Podemos, un an après

Mis en ligne le 27 juin 2015 Convergences

Il y a un an, Podemos créait la surprise en obtenant près de 8 % aux élections européennes, et obtenait cinq députés européens [1]. La formation, jeune de quelques mois seulement, dirigée par le médiatique et populaire Pablo Iglesias, cristallisait dans les urnes le mécontentement qui s’était exprimé dans le pays par de multiples mobilisations sociales : le mouvement des « indignés » dit du 15-M (pour le 15 mai 2011), les différentes « marées », comme la marée blanche pour la défense de la santé publique, la marée verte pour la défense de l’éducation publique, ou le mouvement anti-expulsions, la PAH (Plateforme des personnes affectées par les hypothèques). Sans oublier les deux journées de grève générale en 2012 qui avaient été appelées par les principales centrales syndicales.

Un parti neuf à la conquête du gouvernement ?

Dès le soir des européennes, la direction de Podemos avait clairement marqué le cap : il fallait faire de Podemos un parti susceptible de remporter les élections, de se retrouver à la tête du gouvernement. Toute l’énergie de Podemos, qui a suscité les espoirs des milliers de personnes qui l’ont rallié, a été dirigée en ce sens.

Au congrès fondateur d’octobre 2014, la direction autour de Pablo Iglesias s’était imposée largement face à d’autres secteurs plus ou moins critiques provenant de l’extrême gauche ou de la mobilisation des indignés. Le parti devait être « efficace », « centralisé » pour gagner les élections, tel était l’axe politique de Pablo Iglesias. Le but était de créer une « machine de guerre électorale », comme le résumait Íñigo Errejón, considéré comme le numéro 2 du parti.

Fin 2014, Podemos atteignait jusqu’à 30 % dans les sondages et se retrouvait parfois devant les autres partis. Le 30 janvier 2015, une manifestation à l’appel de Podemos regroupait des dizaines de milliers de personnes à Madrid, venues de tout le pays.
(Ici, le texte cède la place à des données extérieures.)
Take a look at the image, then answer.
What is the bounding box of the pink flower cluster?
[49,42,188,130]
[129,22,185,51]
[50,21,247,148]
Cette manifestation « pour le changement » n’avait pas réellement de revendications, mais était une sorte de démonstration de force du parti pour débuter une année riche en élections. « Tic-tac, tic-tac, tic-tac… », y disait Pablo Iglesias en s’adressant à Mariano Rajoy, pour évoquer les rares mois qui resteraient au chef de gouvernement et qui suffiraient à Podemos pour s’imposer à la Moncloa (le Matignon espagnol).

En même temps, les dirigeants de Podemos n’ont cessé de multiplier les gestes de modération : le calcul était de séduire un électorat large et de s’éloigner un peu de l’image de parti d’extrême gauche qui colle à Podemos. Des revendications comme l’interdiction des licenciements dans les entreprises qui font des profits ont été retirées du programme. Pablo Iglesias a présenté son programme comme inspiré de la social-démocratie du Nord de l’Europe. Il s’est rendu à New York pour rencontrer des personnalités du monde économique et rassurer les investisseurs étrangers. Une délégation de Podemos a rencontré le FMI. Pablo Iglesias a applaudi le pape François au Parlement européen, et salué le nouveau roi Felipe VI à Bruxelles. Podemos veut se placer au centre de l’échiquier politique, et parfois joue sur l’ambiguïté d’un certain « ni de droite ni de gauche », évoquant dans ses discours la « patrie » et la souveraineté.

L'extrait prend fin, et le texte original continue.